This repositary belongs to Facebook Friend Recommendation using Graph Mining case study

About Dataset:

  • Our dataset is directed graph data
  • We have approx. 1.86M nodes and 9.43M edges.
  • Data was obtained from kaggle. You can get data from here https://www.kaggle.com/c/FacebookRecruiting
  • We have provided only connected nodes. i.e. 9.43M edges. But for each user among n user's, there is n-1 edges.
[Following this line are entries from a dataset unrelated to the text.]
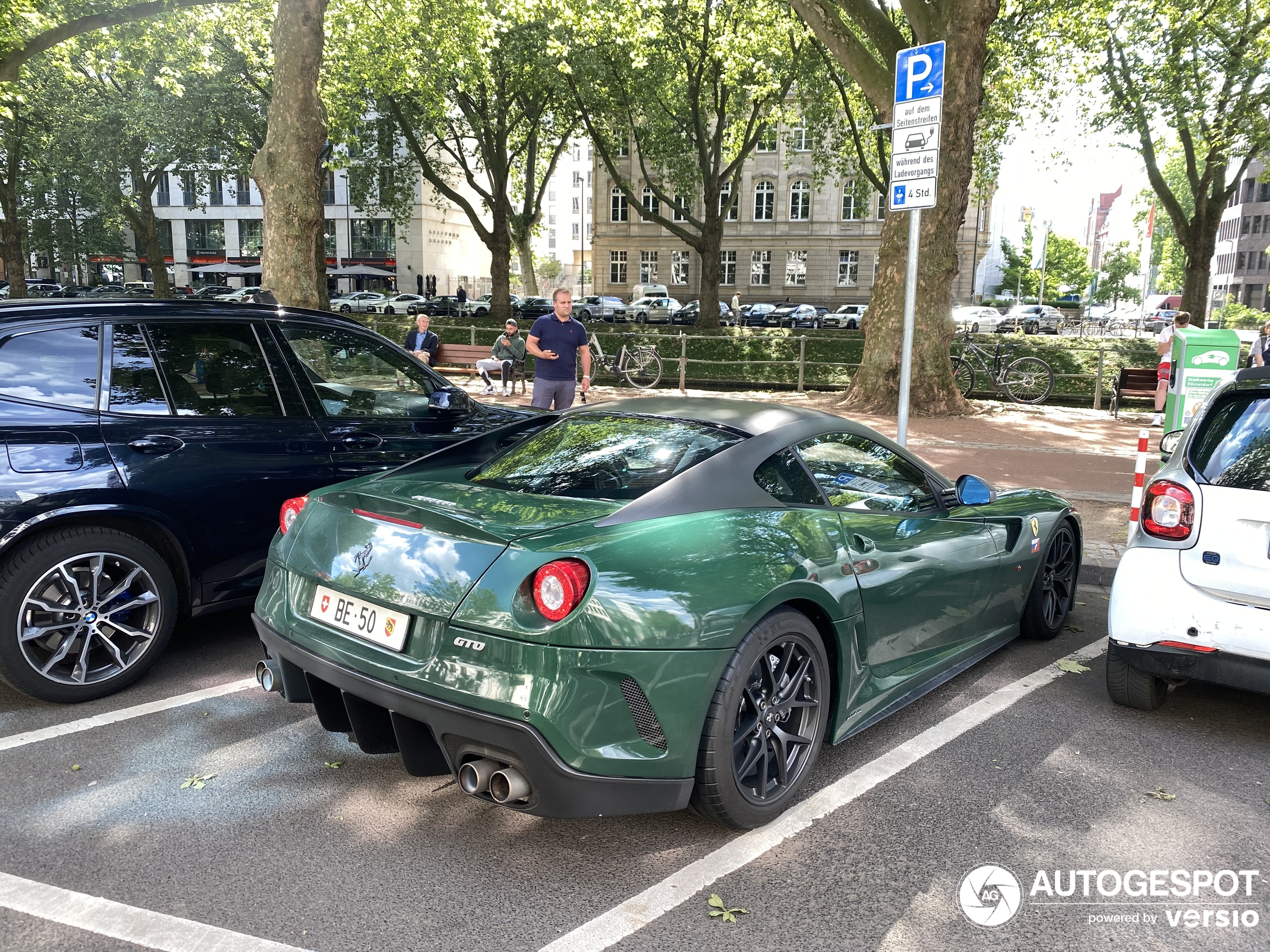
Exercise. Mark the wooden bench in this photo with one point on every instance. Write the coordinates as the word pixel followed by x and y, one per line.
pixel 462 358
pixel 1133 384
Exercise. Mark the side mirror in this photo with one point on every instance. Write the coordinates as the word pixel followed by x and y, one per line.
pixel 1169 443
pixel 970 490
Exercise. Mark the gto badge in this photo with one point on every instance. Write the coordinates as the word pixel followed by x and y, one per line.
pixel 362 559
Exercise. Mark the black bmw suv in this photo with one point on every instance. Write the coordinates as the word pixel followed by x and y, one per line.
pixel 146 448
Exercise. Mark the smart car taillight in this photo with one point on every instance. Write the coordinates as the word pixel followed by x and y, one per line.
pixel 1169 511
pixel 288 513
pixel 559 587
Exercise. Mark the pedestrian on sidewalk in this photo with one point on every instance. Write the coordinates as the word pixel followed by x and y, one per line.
pixel 1165 349
pixel 507 352
pixel 556 340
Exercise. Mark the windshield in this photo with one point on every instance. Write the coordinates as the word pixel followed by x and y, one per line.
pixel 1232 447
pixel 604 456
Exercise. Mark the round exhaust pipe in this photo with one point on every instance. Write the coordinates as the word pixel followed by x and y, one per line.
pixel 268 673
pixel 474 776
pixel 508 786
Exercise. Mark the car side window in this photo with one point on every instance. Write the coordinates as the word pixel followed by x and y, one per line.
pixel 782 476
pixel 215 370
pixel 358 375
pixel 135 387
pixel 856 473
pixel 51 366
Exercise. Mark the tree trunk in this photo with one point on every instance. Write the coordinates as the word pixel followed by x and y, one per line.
pixel 876 387
pixel 284 168
pixel 525 252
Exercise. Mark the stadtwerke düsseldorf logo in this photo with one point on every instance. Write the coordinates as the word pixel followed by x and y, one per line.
pixel 990 895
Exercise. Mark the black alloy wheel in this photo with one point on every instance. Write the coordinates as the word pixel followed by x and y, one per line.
pixel 1053 591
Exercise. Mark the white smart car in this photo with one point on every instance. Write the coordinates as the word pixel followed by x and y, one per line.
pixel 1192 597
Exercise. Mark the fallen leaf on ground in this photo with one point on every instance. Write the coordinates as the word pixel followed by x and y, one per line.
pixel 722 911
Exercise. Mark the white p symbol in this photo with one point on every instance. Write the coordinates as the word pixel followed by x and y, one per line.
pixel 914 76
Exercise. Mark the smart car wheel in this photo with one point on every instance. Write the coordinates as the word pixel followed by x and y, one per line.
pixel 765 725
pixel 1053 588
pixel 1130 687
pixel 84 612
So, for n nodes total possible edges are of 10^12 order.

Performance metric:

  • Both precision and recall is important so F1 score is good choice
  • Confusion matrix

Training Dataset preperation:

  • If we consider y= 1 , if edge is present in between two nodes.
  • We will assume y = 0 , if no edge is present.
  • Generated Bad links from graph which are not in graph and whose shortest path is greater than 2

Featurization:

Featurization is the most important part of this case study. Below is the list of extracted features

  1. Similarity measures
    • Jaccard Distance
    • Cosine distance
  2. Ranking Measure
  3. Graph Features
    • Shortest Path
    • Checking for same community
    • Adamic/Adar Index
    • Is following back
    • Katz Centrality
    • Hits Score
    • num followers
    • num followees
  4. Weight Features
    • weight of incoming edges
    • weight of outgoing edges
    • weight of incoming edges + weight of outgoing edges
    • weight of incoming edges * weight of outgoing edges
    • 2*weight of incoming edges + weight of outgoing edges
    • weight of incoming edges + 2*weight of outgoing edges
  5. SVD features using Adjancy matrix. (n_components = 6)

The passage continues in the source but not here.